Le discours tenace du capitaine Ibrahim Traoré lors de son passage à Ouahigouya met en lumière une faille majeure dans l’édifice du pouvoir actuel au Burkina Faso. En recourant à un langage brutal et à des menaces à peine voilées, il révèle une perte de confiance alarmante au sein même de l’institution militaire. Dans un contexte où la fermeté rhétorique est brandie comme bouclier, la répétition de formules comme « merde » ou « écraser sans pitié » ne reflète pas une autorité consolidée, mais bien une instabilité structurelle. Un régime contraint de menacer ses propres cadres pour assurer sa survie avoue, en réalité, que sa légitimité ne repose plus sur des fondements solides, mais sur la crainte des purges internes.
Cette stratégie, loin de renforcer la cohésion de la junte, en exacerbe les contradictions. En niant toute hiérarchie intermédiaire et en se présentant comme l’unique recours face aux défis, Ibrahim Traoré centralise tous les risques sur sa seule personne. En se présentant comme le seul détenteur d’une légitimité issue de l’expérience combative, il s’enferme dans un schéma classique des pouvoirs militaires : une autorité fragile, dépendante des succès immédiats et impossible à transmettre. Un tel modèle, bien que courant dans l’histoire des juntes sahéliennes, expose le régime à un effondrement brutal en cas de revers sur le terrain.

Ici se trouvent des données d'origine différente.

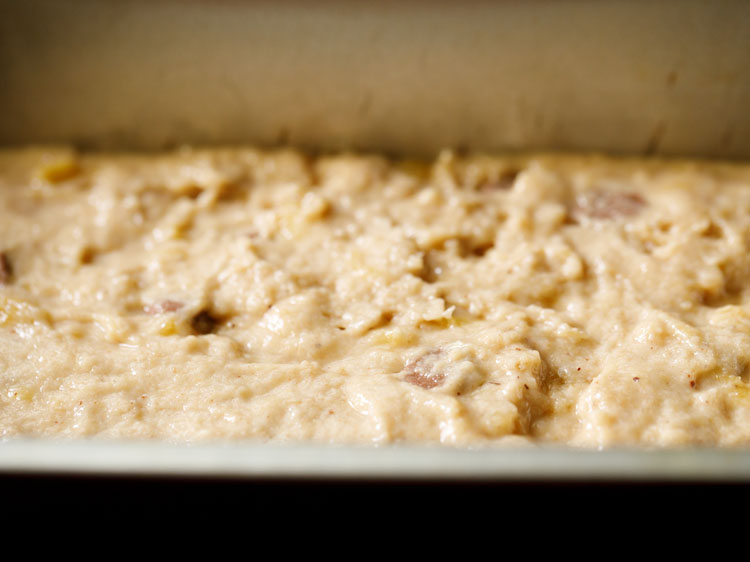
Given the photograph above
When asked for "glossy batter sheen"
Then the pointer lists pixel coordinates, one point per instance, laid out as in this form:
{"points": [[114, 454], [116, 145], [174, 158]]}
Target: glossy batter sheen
{"points": [[351, 299]]}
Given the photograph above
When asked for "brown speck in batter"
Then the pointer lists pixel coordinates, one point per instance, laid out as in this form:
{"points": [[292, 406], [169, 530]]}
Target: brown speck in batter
{"points": [[203, 323]]}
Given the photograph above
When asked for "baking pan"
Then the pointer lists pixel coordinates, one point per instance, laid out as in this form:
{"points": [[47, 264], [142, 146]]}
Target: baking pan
{"points": [[408, 77]]}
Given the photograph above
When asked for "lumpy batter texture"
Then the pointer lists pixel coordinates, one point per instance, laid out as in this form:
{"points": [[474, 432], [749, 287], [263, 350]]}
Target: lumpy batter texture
{"points": [[353, 299]]}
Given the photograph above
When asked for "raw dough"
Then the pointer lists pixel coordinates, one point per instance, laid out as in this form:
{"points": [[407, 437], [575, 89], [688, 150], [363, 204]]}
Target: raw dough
{"points": [[236, 293]]}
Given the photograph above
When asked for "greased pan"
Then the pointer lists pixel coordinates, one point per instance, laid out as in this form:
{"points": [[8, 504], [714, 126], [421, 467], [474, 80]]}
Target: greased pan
{"points": [[409, 78]]}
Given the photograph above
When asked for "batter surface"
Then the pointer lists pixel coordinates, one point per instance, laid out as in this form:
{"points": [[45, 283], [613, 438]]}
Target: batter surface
{"points": [[352, 299]]}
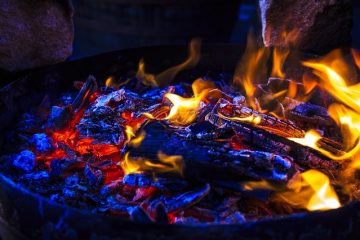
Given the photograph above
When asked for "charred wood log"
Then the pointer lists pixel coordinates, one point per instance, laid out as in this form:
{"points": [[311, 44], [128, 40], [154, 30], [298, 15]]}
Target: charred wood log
{"points": [[204, 159], [261, 137], [60, 116]]}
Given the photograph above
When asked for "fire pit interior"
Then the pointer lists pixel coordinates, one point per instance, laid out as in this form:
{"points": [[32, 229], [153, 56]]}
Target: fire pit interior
{"points": [[277, 138]]}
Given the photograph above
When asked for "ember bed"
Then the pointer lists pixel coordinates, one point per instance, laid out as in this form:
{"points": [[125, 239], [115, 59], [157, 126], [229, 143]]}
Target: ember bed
{"points": [[28, 214]]}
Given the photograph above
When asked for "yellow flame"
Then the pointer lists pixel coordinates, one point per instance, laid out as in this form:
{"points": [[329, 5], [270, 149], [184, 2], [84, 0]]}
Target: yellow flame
{"points": [[310, 139], [184, 110], [309, 83], [137, 140], [110, 82], [147, 79], [332, 71], [129, 131], [165, 163], [168, 75], [279, 57], [314, 193]]}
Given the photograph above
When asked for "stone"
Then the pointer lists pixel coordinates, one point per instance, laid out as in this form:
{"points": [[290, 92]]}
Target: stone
{"points": [[35, 33], [315, 26]]}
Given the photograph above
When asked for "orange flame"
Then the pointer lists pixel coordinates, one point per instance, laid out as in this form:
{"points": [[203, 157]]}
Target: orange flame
{"points": [[165, 163], [279, 57], [184, 110], [312, 191], [168, 75], [332, 71], [110, 82]]}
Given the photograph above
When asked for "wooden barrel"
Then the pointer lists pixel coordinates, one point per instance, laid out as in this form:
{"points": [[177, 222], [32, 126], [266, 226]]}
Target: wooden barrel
{"points": [[114, 24]]}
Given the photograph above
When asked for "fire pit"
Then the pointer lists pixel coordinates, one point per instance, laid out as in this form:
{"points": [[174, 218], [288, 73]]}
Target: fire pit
{"points": [[102, 148]]}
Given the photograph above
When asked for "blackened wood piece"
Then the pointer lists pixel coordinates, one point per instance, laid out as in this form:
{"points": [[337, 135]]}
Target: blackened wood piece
{"points": [[180, 201], [86, 91], [224, 109], [270, 142], [212, 159]]}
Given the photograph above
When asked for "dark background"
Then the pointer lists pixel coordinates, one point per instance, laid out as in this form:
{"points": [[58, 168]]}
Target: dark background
{"points": [[102, 26]]}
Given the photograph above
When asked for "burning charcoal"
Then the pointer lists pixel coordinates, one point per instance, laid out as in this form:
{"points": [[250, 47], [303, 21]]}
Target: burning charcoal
{"points": [[25, 161], [137, 214], [42, 142], [235, 218], [309, 116], [263, 139], [86, 91], [29, 123], [70, 193], [101, 124], [238, 113], [209, 159], [59, 167], [36, 176], [161, 214], [72, 180], [186, 220], [265, 165], [169, 183], [182, 201], [138, 180], [59, 117], [111, 187], [94, 176], [115, 96]]}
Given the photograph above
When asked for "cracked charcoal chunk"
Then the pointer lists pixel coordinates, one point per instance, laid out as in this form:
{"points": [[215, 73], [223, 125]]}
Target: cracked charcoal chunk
{"points": [[59, 117], [42, 142], [115, 96], [101, 124], [25, 161], [199, 157], [94, 177]]}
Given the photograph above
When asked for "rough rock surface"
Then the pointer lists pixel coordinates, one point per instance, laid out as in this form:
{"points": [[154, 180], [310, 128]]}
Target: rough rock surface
{"points": [[34, 33], [313, 25]]}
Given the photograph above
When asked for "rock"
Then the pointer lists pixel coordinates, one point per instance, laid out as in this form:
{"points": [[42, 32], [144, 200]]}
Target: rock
{"points": [[25, 161], [316, 26], [34, 33]]}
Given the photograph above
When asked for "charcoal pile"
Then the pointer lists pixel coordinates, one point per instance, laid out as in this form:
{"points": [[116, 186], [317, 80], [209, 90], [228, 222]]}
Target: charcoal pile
{"points": [[185, 153]]}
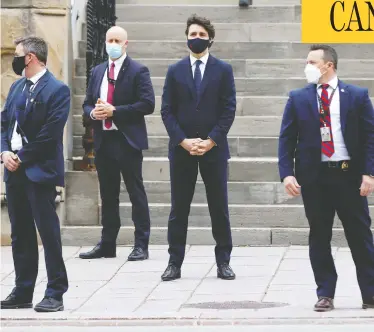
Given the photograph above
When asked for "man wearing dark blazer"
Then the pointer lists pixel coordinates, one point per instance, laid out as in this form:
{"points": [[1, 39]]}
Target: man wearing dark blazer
{"points": [[326, 151], [198, 109], [32, 128], [125, 89]]}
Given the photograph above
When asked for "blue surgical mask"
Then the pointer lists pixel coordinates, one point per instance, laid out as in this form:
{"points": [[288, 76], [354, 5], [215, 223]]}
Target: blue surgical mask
{"points": [[114, 50]]}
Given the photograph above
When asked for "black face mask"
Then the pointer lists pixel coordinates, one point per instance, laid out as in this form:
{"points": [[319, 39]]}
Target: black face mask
{"points": [[198, 45], [18, 64]]}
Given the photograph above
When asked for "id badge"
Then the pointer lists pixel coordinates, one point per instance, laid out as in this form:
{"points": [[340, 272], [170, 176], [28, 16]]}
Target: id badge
{"points": [[325, 134]]}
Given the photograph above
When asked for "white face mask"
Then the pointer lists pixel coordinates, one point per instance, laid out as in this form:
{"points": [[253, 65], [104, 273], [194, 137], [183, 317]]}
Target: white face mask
{"points": [[312, 73]]}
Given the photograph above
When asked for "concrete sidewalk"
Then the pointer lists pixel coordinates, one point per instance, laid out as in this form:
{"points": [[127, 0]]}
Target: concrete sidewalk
{"points": [[274, 285]]}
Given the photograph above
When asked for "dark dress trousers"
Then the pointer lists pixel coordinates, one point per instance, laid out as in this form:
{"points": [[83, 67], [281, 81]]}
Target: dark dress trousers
{"points": [[188, 113], [120, 151]]}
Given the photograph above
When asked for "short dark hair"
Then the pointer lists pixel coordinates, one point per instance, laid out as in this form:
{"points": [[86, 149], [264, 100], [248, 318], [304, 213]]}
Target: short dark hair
{"points": [[34, 45], [203, 22], [329, 53]]}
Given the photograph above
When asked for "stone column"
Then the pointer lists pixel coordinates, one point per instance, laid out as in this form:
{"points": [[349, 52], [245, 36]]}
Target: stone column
{"points": [[48, 19]]}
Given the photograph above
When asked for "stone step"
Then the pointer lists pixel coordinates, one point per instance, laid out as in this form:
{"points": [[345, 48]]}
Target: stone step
{"points": [[246, 86], [239, 146], [238, 50], [207, 2], [265, 126], [217, 14], [261, 236], [254, 105], [259, 193], [256, 68], [248, 216], [240, 169], [241, 32]]}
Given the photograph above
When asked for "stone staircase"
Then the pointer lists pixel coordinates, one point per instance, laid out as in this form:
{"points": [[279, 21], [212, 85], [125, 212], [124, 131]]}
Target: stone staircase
{"points": [[263, 45]]}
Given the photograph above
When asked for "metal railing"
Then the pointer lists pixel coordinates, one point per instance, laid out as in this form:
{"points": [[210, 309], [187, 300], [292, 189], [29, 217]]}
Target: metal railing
{"points": [[100, 17]]}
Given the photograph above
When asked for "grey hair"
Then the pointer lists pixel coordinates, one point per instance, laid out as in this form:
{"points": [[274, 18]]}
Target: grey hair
{"points": [[34, 45], [329, 53]]}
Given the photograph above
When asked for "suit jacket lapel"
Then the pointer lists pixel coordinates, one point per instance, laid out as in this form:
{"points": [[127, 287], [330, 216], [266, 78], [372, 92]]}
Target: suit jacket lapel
{"points": [[187, 73], [206, 78], [19, 113], [312, 99], [124, 68], [344, 104]]}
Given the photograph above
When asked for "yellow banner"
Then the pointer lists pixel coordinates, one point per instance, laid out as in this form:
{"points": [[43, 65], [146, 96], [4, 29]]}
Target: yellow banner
{"points": [[344, 21]]}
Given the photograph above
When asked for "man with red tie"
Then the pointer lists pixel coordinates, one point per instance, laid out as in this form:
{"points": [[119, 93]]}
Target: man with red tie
{"points": [[326, 152], [119, 95]]}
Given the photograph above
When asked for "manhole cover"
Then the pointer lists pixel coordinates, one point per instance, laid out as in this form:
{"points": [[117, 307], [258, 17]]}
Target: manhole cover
{"points": [[235, 305]]}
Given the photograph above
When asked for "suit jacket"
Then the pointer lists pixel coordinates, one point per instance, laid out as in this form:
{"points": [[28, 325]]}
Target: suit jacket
{"points": [[133, 97], [210, 114], [300, 139], [42, 121]]}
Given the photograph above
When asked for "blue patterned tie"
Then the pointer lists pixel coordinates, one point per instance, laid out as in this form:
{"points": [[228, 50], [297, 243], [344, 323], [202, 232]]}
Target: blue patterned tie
{"points": [[197, 76], [21, 104]]}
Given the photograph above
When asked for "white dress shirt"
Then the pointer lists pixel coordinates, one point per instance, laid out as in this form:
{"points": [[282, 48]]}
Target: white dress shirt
{"points": [[340, 150], [203, 59], [104, 85], [16, 141]]}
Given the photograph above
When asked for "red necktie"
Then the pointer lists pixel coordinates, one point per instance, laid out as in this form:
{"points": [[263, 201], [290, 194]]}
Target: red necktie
{"points": [[109, 99], [327, 147]]}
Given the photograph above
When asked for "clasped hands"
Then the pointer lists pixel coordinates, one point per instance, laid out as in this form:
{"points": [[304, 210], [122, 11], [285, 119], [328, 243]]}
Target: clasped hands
{"points": [[197, 146], [293, 188], [103, 111], [10, 160]]}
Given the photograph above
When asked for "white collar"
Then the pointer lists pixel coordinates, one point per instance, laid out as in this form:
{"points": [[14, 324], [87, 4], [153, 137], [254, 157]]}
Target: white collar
{"points": [[37, 76], [203, 59], [118, 62], [333, 82]]}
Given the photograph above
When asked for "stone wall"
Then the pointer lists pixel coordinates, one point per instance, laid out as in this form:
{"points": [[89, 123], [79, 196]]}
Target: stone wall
{"points": [[44, 18]]}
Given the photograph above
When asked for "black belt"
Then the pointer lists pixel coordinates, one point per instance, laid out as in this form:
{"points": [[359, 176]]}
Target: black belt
{"points": [[341, 164]]}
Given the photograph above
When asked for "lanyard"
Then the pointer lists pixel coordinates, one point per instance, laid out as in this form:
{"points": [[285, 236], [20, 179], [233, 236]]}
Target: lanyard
{"points": [[321, 110], [110, 80]]}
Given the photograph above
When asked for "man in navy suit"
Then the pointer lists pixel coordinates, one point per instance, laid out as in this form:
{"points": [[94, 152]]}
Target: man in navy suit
{"points": [[198, 109], [326, 151], [32, 127], [125, 89]]}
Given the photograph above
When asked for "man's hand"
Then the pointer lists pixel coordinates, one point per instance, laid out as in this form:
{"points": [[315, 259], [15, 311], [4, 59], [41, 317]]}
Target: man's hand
{"points": [[202, 147], [10, 161], [291, 186], [103, 111], [367, 185], [189, 143]]}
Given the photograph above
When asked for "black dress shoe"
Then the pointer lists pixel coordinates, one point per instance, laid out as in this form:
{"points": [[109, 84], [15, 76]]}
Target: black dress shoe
{"points": [[324, 304], [138, 254], [172, 272], [245, 3], [15, 302], [99, 251], [224, 271], [368, 304], [49, 304]]}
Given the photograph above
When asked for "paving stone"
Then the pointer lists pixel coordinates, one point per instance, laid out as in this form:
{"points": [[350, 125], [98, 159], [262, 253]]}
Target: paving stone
{"points": [[113, 306], [241, 285], [180, 295], [164, 306]]}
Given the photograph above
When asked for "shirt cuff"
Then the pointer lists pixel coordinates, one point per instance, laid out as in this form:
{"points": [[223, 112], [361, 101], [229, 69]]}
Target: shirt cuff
{"points": [[215, 144], [1, 155]]}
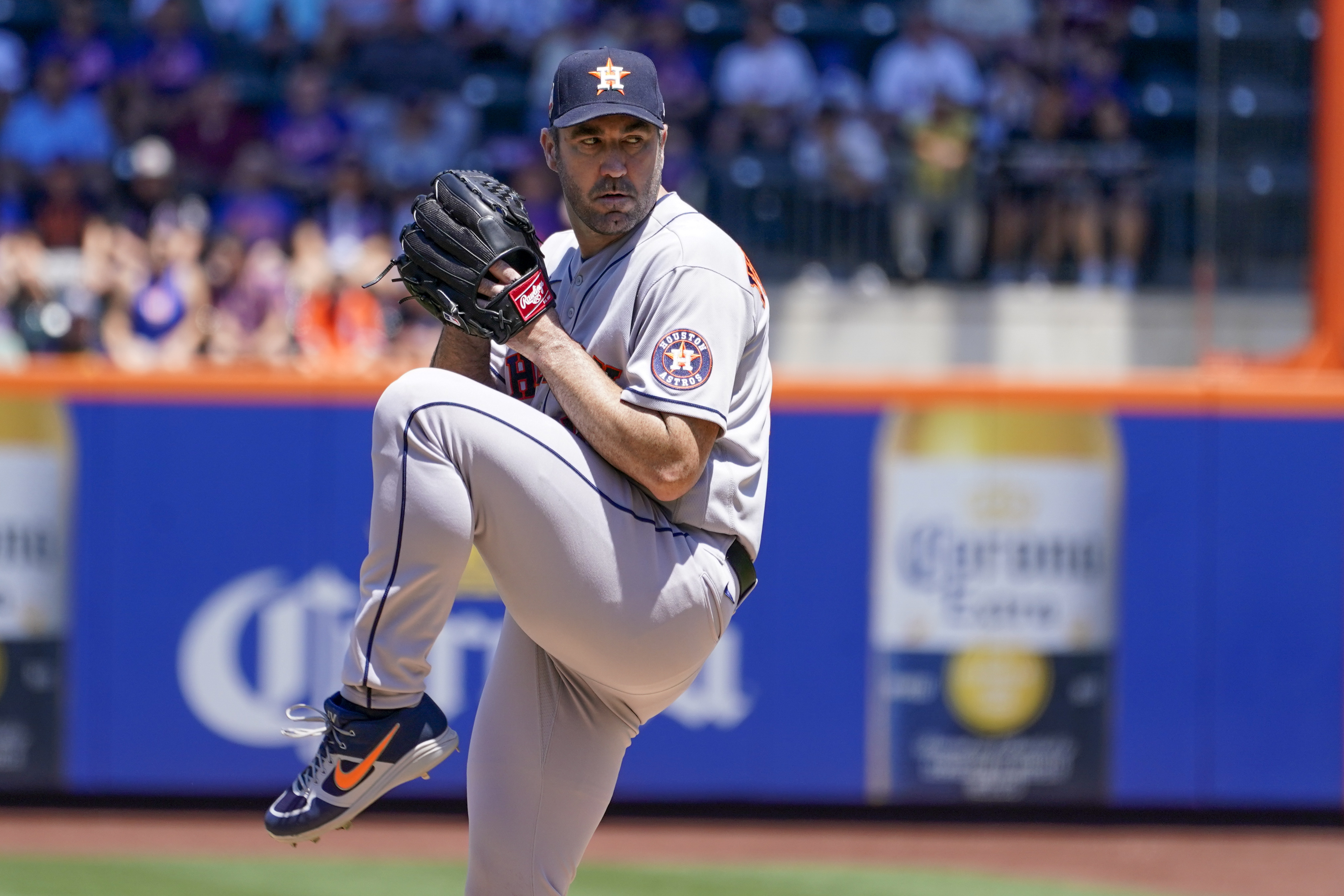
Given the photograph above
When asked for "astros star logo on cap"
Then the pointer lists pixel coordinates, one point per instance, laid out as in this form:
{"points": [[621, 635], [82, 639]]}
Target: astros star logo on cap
{"points": [[609, 77]]}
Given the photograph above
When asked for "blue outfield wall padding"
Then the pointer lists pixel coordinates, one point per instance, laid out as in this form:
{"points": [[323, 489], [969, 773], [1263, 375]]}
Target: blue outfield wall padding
{"points": [[1160, 744], [1277, 614], [1229, 661], [174, 503]]}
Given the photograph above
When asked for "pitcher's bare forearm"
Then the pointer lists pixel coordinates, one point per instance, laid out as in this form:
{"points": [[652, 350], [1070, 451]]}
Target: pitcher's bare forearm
{"points": [[463, 354]]}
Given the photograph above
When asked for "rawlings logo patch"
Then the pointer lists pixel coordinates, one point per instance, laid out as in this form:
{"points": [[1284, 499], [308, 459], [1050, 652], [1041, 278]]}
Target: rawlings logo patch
{"points": [[682, 360], [531, 295]]}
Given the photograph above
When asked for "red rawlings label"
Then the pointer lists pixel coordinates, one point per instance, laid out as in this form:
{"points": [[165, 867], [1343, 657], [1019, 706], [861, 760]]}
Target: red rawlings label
{"points": [[531, 295]]}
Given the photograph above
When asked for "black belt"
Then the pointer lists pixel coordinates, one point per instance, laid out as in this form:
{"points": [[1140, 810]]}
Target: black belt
{"points": [[741, 563]]}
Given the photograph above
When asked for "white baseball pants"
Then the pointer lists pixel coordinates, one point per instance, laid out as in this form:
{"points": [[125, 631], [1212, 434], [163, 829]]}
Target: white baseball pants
{"points": [[612, 612]]}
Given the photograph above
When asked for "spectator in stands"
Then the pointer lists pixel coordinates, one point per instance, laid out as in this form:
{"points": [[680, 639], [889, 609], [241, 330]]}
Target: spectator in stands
{"points": [[984, 22], [541, 191], [51, 123], [840, 148], [41, 320], [1092, 78], [308, 134], [262, 21], [765, 85], [350, 215], [249, 320], [250, 207], [911, 72], [159, 300], [685, 92], [209, 140], [941, 194], [1115, 203], [170, 58], [429, 136], [78, 40], [152, 166], [61, 213], [1038, 178], [405, 57], [682, 171], [336, 322], [1010, 104], [361, 17], [14, 66]]}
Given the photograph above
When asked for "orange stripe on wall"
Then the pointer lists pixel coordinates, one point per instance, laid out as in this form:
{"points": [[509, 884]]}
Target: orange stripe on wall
{"points": [[1271, 391]]}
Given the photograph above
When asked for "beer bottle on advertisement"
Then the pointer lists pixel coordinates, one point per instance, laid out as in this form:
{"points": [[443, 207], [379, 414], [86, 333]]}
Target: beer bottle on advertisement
{"points": [[36, 476], [992, 586]]}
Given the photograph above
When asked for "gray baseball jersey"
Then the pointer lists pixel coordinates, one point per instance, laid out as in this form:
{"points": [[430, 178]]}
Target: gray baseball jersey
{"points": [[615, 600], [678, 318]]}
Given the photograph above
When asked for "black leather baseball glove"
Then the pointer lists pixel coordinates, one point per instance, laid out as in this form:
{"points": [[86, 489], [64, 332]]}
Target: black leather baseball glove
{"points": [[470, 224]]}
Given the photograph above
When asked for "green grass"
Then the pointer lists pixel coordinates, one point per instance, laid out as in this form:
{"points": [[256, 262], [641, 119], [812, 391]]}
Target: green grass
{"points": [[306, 878]]}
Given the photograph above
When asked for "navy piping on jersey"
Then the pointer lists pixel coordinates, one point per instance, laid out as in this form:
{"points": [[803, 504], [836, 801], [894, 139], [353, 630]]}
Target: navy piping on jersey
{"points": [[673, 401], [401, 522]]}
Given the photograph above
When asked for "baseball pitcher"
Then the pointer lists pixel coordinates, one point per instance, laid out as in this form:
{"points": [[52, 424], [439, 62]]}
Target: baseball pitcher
{"points": [[596, 422]]}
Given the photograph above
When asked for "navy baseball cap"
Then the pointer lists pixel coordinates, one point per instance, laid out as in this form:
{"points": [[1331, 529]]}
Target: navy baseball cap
{"points": [[605, 82]]}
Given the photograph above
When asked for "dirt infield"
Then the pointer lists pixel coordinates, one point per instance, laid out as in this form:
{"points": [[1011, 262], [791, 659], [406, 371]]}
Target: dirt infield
{"points": [[1174, 860]]}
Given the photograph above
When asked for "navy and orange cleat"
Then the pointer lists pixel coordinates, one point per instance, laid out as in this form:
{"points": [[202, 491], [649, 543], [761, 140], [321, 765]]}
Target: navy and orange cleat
{"points": [[359, 759]]}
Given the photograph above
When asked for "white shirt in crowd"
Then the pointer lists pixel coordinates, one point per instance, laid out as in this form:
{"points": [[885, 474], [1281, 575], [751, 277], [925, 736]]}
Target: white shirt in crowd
{"points": [[908, 77], [987, 19], [776, 76], [855, 146]]}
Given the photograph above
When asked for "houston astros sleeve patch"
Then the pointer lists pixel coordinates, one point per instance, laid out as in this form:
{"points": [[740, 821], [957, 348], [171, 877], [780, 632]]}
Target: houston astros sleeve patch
{"points": [[682, 360]]}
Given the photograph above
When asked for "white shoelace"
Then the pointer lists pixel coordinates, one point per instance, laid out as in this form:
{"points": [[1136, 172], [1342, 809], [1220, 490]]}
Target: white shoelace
{"points": [[330, 733]]}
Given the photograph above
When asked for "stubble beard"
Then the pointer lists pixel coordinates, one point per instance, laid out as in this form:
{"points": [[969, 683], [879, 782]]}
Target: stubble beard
{"points": [[611, 224]]}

Par ailleurs, cette rigidité discursive détourne l’attention des véritables enjeux opérationnels. En privilégiant la chasse aux traîtres potentiels plutôt que la modernisation des capacités militaires, la transition risque de saper la chaîne de commandement. Les officiers, désormais obsédés par leur propre sécurité politique et par la menace permanente de sanctions, perdent toute initiative. Une armée paralysée par la méfiance interne perd inévitablement en efficacité, creusant l’écart entre les déclarations tonitruantes venues de Ouagadougou et la réalité des combats sur le front.
À long terme, cette logique de l’intimidation produit l’effet inverse de celui escompté. Plutôt que de neutraliser les dissensions, elle pousse les mécontents à se réfugier dans l’ombre. L’expérience des régimes militaires au Sahel enseigne une leçon claire : lorsque la peur remplace le débat et que la répression devient la norme, l’opposition ne disparaît pas. Elle se cache, attendant le moment opportun pour frapper. La junte burkinabè, en choisissant la terreur comme outil de gouvernance, risque ainsi de préparer elle-même sa chute.